第三十六章 夏收演习(2/2)
下放组那位腕力受限的汉子,前一日硬撑着没吭声,次日清晨下田时,右手手腕已然肿起一圈。苏云云从他端碗不稳、指尖发颤的细微动作里看出异样,让他挽起袖口查看,一眼便知是旧伤复发引发炎症,再不能挥镰用力。
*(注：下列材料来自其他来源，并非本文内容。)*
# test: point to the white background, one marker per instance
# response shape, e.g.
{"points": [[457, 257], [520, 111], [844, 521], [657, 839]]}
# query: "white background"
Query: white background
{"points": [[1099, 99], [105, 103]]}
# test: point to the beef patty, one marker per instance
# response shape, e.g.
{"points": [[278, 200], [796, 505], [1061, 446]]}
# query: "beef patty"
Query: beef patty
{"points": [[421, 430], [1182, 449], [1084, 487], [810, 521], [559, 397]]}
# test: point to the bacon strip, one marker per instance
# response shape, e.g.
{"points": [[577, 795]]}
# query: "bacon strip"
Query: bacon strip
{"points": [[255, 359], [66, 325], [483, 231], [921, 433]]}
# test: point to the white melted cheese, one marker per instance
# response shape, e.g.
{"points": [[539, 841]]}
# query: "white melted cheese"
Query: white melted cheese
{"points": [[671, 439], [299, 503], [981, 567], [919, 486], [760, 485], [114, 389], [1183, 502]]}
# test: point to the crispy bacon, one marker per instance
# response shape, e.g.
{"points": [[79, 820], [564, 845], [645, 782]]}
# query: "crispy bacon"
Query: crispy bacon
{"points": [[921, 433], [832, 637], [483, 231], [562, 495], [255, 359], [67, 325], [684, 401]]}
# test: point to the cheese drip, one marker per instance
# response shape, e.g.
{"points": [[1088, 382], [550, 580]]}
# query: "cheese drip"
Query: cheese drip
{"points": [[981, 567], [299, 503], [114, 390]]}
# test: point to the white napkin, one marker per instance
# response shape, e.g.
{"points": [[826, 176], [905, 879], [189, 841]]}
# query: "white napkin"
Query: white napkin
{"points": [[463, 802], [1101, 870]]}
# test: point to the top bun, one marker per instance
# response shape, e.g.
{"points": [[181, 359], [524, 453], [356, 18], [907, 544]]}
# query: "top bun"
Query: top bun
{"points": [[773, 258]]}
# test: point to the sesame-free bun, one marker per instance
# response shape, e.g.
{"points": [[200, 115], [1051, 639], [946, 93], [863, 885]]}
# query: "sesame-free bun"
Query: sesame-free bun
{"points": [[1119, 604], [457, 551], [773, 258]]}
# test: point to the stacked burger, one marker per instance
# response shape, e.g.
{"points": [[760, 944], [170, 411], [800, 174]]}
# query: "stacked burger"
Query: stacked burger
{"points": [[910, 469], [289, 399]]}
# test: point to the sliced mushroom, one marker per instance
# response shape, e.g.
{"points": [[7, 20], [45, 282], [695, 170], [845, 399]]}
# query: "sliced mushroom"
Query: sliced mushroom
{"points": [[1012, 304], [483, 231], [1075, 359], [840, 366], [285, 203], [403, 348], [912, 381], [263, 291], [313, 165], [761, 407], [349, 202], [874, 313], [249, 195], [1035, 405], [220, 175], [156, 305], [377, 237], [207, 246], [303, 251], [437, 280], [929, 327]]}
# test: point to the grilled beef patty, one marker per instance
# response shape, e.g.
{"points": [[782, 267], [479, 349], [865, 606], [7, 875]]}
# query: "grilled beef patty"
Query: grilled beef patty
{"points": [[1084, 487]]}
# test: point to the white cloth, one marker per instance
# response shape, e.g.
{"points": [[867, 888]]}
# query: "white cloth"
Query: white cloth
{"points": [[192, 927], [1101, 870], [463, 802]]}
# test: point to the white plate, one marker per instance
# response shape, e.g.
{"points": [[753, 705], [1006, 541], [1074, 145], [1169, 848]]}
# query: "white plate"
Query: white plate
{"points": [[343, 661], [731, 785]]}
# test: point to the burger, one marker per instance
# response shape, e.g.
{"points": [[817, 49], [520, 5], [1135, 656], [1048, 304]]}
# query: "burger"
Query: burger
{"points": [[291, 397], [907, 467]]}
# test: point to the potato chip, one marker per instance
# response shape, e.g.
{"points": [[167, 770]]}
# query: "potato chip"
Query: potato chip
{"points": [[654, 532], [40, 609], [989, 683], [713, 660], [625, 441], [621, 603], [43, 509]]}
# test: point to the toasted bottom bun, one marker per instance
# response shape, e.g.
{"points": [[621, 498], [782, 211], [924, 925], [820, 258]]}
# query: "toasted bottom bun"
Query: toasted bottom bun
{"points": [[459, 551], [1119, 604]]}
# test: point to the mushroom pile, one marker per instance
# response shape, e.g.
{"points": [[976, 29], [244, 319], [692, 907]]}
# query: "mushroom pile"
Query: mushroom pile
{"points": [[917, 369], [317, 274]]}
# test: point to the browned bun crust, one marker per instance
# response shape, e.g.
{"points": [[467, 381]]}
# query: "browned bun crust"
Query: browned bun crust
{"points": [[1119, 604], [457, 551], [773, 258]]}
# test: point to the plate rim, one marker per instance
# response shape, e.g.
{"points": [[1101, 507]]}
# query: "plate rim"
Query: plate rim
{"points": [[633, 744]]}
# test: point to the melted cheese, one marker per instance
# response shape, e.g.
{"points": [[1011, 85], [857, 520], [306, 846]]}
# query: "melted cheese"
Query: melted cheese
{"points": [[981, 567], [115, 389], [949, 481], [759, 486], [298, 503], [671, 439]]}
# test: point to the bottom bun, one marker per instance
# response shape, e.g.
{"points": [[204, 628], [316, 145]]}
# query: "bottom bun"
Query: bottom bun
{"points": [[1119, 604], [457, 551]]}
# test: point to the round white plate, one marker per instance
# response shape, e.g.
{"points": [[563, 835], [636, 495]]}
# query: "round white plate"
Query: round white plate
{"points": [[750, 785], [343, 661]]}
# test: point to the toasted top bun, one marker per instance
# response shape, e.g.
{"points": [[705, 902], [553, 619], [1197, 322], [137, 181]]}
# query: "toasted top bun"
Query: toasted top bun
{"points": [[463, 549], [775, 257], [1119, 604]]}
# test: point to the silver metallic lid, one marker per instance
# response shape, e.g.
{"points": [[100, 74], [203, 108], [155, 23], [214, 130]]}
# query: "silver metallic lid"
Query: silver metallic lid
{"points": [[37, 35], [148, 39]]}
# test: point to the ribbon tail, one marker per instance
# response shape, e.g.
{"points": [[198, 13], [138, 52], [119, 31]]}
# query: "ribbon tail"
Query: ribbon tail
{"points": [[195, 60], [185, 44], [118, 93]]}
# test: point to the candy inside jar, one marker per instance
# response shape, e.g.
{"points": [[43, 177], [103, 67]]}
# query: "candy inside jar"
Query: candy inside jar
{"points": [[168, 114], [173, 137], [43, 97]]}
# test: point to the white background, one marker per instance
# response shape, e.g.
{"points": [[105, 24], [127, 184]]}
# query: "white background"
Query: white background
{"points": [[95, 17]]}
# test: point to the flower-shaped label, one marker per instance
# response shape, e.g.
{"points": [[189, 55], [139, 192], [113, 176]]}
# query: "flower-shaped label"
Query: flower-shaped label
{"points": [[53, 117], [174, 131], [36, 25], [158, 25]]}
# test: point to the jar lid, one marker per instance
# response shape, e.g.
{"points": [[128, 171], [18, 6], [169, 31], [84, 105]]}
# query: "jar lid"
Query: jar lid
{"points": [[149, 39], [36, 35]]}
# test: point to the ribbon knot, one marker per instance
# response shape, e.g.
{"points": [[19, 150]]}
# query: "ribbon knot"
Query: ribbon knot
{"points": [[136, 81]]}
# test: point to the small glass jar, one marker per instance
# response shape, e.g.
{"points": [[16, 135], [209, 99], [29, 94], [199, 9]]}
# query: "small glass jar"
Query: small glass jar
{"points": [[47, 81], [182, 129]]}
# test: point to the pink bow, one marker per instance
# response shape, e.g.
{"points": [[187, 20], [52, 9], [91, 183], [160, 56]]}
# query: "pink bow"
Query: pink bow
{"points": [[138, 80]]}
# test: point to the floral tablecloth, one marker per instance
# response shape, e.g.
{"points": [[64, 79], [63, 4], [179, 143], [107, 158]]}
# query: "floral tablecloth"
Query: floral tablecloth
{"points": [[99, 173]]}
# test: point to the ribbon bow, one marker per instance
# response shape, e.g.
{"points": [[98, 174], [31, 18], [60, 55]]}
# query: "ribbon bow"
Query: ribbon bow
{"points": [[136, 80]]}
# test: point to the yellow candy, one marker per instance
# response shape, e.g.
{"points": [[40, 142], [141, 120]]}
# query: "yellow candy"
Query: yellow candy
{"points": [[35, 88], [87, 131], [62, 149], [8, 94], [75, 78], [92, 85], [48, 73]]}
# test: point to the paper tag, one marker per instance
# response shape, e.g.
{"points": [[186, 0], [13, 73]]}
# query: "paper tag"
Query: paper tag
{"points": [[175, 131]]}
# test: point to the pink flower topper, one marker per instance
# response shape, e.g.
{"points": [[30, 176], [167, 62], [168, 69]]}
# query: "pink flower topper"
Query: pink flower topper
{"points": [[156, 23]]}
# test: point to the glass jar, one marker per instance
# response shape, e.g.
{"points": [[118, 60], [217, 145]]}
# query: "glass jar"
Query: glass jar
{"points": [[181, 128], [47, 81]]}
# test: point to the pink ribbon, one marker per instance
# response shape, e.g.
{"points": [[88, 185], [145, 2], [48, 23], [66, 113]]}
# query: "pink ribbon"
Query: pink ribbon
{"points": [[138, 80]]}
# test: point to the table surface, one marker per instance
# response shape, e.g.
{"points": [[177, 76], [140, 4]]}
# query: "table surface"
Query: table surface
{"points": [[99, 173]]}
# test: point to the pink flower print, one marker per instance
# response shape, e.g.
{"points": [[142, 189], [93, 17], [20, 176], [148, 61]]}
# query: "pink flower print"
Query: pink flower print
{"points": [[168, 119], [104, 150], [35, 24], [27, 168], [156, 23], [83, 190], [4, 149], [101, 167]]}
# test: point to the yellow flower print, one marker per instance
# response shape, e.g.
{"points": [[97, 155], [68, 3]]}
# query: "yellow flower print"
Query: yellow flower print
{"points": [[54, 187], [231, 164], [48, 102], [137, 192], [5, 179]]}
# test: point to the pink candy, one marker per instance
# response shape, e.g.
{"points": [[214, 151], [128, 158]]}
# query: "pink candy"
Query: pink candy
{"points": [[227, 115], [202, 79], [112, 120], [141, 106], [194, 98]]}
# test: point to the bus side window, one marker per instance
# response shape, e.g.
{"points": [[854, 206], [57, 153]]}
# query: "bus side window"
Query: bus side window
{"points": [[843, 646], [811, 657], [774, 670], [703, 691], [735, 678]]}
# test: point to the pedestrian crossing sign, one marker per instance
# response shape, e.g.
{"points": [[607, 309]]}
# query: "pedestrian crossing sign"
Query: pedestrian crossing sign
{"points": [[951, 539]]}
此人是从省城下放的教书先生,姓顾,名长怀。他性子隐忍,不愿给众人添麻烦,只说无妨,勉强撑一撑就能熬过去。苏云云按住他肩头让他坐下,从竹篮取出提前浸好药汁的布条,仔细给他包扎固定手腕,明确嘱咐今日不可再碰镰刀,转而负责麦秆捆扎、粮草转运,换一份不费腕力的活计。
顾长怀沉默片刻,没再多推辞,依着她的安排忙活起来。
这一幕被同组人看在眼里,队伍里原本散漫疏离的气氛,悄然柔和收敛了几分。
三日竞赛落幕,各组收成数据汇总至连部。谁也没料到,这支没人看好的临时下放组,收割速度远超连长赛前预估的最低底线,足足高出两成,粮食损耗率更是位列全连第二。连长当众没过多言语,只让人如实登记在册。可当夜连部的灯,一直亮到深夜。管事从院外路过,隐约听见连长与副连长低声交谈,断断续续飘来几句:
“……这组的干活法子,和别处不一样……”
后半句隐在夜风里,听不真切,管事没敢驻足,悄然走远。
当晚苏云云坐在灯下,整理竞赛期间的草药消耗记录,一算才发现,用量比自己预先备下的多出近一倍。她默默记下数字,在本子旁补了一行小字:下次需提前备足,另多制清凉膏备用。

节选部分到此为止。